Articles: Blogs

The News of the World could easily have been saved

Media - 8th July 2011
The News of the World could easily have been saved

Regardless of whether the News of the World is your sort of newspaper, until recent days it has been a highly valuable asset. Add together the paper’s 168-year history, its track record of breaking major stories (particularly through investigative journalism) and its huge success in attracting major advertisers, and you have a something that was surely worth preserving. (Perhaps the most striking fact about the News of the World is that it had a greater number of ABC1 readers than that other Murdoch title, The Sunday Times.) News International’s decision to axe the paper rather than take the steps necessary to redeem it has caught the world on the hop; this was surely part of the Murdoch family’s motivation – the masters of newsprint have indeed, if temporarily, reset the news agenda. However, as a case study in crisis management, the decision seems a disaster.
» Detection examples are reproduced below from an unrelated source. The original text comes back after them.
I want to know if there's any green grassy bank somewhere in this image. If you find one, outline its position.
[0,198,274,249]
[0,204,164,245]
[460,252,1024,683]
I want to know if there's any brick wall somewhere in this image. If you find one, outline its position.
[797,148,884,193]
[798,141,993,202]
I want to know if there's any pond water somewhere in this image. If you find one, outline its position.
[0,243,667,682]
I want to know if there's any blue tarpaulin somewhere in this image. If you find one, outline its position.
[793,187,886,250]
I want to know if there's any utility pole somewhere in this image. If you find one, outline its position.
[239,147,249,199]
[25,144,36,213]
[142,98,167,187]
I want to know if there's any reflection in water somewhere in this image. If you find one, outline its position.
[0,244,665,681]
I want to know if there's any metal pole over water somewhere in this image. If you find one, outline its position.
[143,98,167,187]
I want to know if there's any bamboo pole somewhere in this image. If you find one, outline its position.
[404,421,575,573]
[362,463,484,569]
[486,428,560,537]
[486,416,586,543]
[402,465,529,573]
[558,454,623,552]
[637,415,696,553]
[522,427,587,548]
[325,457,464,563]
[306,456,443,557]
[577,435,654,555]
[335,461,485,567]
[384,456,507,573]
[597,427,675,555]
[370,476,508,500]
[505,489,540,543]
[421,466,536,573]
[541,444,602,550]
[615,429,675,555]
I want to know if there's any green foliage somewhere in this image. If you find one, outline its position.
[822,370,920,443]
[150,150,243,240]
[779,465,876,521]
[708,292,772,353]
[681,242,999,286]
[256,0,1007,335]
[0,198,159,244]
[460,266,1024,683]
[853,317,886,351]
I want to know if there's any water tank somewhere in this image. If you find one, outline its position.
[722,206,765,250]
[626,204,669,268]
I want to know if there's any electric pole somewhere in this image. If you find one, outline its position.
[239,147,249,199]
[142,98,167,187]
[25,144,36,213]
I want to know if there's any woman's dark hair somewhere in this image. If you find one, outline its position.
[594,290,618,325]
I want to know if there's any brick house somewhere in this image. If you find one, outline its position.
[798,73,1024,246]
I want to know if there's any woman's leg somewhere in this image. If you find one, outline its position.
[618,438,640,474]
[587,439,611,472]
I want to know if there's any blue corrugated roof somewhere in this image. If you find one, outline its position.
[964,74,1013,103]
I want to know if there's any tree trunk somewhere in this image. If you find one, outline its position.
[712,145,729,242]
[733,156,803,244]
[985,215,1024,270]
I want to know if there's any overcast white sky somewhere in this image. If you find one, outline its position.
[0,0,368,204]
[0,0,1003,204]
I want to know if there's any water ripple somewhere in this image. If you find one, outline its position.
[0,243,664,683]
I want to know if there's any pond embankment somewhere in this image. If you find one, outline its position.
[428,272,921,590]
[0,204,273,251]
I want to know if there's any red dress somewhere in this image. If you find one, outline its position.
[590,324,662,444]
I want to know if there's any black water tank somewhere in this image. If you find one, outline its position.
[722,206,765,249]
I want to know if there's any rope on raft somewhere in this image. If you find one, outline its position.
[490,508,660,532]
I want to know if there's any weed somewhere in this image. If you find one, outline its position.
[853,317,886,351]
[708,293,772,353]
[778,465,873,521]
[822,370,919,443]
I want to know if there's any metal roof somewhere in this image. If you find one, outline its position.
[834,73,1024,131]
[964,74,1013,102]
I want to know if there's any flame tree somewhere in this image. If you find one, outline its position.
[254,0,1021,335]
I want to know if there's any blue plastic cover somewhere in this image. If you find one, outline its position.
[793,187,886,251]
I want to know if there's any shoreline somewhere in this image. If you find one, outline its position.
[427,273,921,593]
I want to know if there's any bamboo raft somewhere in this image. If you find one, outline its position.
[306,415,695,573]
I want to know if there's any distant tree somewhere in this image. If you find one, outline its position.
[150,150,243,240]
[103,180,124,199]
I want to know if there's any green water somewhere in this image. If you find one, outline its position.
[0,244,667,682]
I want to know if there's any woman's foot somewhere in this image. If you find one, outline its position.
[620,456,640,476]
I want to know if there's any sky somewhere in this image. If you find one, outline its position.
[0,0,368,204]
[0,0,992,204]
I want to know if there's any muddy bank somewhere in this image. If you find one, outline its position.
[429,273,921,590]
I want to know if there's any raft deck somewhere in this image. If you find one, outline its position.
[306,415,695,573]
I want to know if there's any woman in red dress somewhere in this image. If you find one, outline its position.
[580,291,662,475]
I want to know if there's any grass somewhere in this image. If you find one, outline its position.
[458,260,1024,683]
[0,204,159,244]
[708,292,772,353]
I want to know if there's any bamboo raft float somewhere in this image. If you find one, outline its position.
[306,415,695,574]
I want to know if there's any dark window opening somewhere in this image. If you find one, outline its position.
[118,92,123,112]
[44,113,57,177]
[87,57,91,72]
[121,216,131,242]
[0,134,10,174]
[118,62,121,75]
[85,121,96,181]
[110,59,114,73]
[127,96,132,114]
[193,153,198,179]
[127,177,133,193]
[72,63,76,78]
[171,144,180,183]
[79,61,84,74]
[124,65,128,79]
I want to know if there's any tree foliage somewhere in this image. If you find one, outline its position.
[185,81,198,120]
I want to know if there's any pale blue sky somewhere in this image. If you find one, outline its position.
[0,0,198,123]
Killing off a major brand should be absolutely the last resort in a crisis situation. How could it not be, when so much capital has been invested in creating brand equity? Only if a brand is revealed as rotten from top to bottom should such action be contemplated. On all the available evidence, this was not the case with the News of the World. Only a handful of people still associated with the title – ironically, those still in lucrative employment – seem to have had direct involvement with, or to have held responsibility during, the exposed period of phone hacking. News Corporation shareholders will surely be wondering why these people have not been sacrificed, rather than the altogether more valuable News of the World asset of which they are part owners.

Brand redemption is a well-trodden path (ask BP, Toyota, Sony and Perrier), and one that would surely have been available to the News of the World. The starting point has to be contrition and a sincere wish to put right past misdeeds. A necessary component is, typically, change at the top. However, the seeming determination of the Murdoch family to shield those closest to its heart appears to bar this course of action. Killing off the paper is News International/News Corporation’s alternative strategy.

It is hard to conceive of any other major organisation that would pursue and defend this decision as being in the best interests of shareholders. As some commentators have already suggested, the episode perhaps marks the point at which Rupert Murdoch’s era of invincibility came to an end. In a period of rising shareholder activism, it seems highly likely that a day of reckoning awaits the News Corporation board, perhaps at the company’s next annual general meeting.